Fresh from gobbling up a much larger residential and commercial mortgage player, online lender Nesto Inc. has its eye on a larger slice of the mortgage market.
A slew of homeowners will soon be renewing their cheap pandemic-era mortgages at much higher interest rates and Nesto believes this will be the company’s opportunity to build its portfolio of residential loans.
“We call it the great renewal,” Nesto chief executive officer Malik Yacoubi said in an interview. “There will be a big wave of renewals, which could create some opportunities for us to grab market share.”
Since its founding in 2018, Montreal-based Nesto has grown rapidly. Its most recent spurt occurred in June with the acquisition of CMLS Financial Ltd., the country’s third-largest mortgage finance company.
The deal pushed Nesto into the big leagues of non-bank lenders as well as into the commercial mortgage sector. Nesto-CMLS has $60-billion in outstanding mortgages, up from Nesto’s $10-billion prior to the deal. The combined company has 1,000 employees in 10 offices across the country compared with 300 Nesto staff.
The acquisition was backed by Nesto’s large investors including Sagard-backed Diagram Ventures, Portage and Power Corp. of Canada subsidiary IGM Financial.
Mr. Yacoubi is aiming to expand his company’s reach and get out further in front of mortgage shoppers. Nesto mortgages are already available through the company’s website, as well as through a large network of brokerages.
Homeowners and buyers who took out a mortgage during the pandemic were able to get loans with interest rates below 2 per cent.
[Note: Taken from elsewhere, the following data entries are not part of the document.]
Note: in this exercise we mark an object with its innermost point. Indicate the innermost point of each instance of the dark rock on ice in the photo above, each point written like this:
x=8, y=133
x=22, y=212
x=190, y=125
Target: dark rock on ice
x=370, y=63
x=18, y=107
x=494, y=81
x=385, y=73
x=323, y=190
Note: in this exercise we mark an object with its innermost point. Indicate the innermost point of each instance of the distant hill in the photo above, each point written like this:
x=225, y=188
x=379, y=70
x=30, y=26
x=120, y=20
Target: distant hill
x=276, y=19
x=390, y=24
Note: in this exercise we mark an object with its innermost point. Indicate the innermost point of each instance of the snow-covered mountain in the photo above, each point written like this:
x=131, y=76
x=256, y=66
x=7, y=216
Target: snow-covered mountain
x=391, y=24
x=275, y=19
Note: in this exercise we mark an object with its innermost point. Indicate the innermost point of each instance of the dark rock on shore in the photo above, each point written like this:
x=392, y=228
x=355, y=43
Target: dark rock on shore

Many of those cheap mortgages have five-year terms that will have to be renewed in 2025 and 2026.
With mortgage rates now hovering around 5 per cent, those homeowners will see a significant increase in their payments and they will be looking for their cheapest options.
“They’re more inclined to shop, which in our perspective, we see that as an opportunity to capture market interest,” Mr. Yacoubi said.
About 2.2 million mortgages or about 45 per cent of the outstanding mortgages in the country will face a spike up in interest rates this year and next, according to federal housing agency Canada Mortgage and Housing Corp. It estimates that homeowners’ average monthly payment could increase between 30 to 40 per cent.
Since borrowing costs started increasing in 2022, the big six Canadian banks have gained market share from other lenders. As of the end of last year, they had 64.8 per cent of the new mortgages or mortgage originations. That was up from 53 per cent at the end of 2022, according to data from CMHC. (Originations include renewals and refinancings.)
In comparison, the non-bank mortgage lenders had 8.8 per cent of the mortgage originations at the end of last year compared with 10.3 per cent at the end of 2022, according to CMHC data. Credit unions, mortgage investment entities, trusts and other chartered banks account for the rest of the originations.
The higher interest rates in 2023 made it much harder for borrowers to switch lenders if they had to renew their loan that year. That is because borrowers without an insured mortgage must requalify under the federal mortgage stress test if they switch lenders. If borrowers renew their loan with the same bank, they are not subjected to the tougher qualifying rules.
However, mortgages are becoming slightly cheaper after the Bank of Canada cut interest rates. That means it could become easier for borrowers to switch lenders.
And that is what Nesto hopes to capitalize on.
“I guess everybody is looking to be number one at some point,” Mr. Yacoubi. “That means we will be ambitious.”
With $60-billion in mortgages under administration, Nesto-CMLS is less than half the size of the country’s two largest non-bank mortgage lenders First National Financial Corp. and MCAP Group.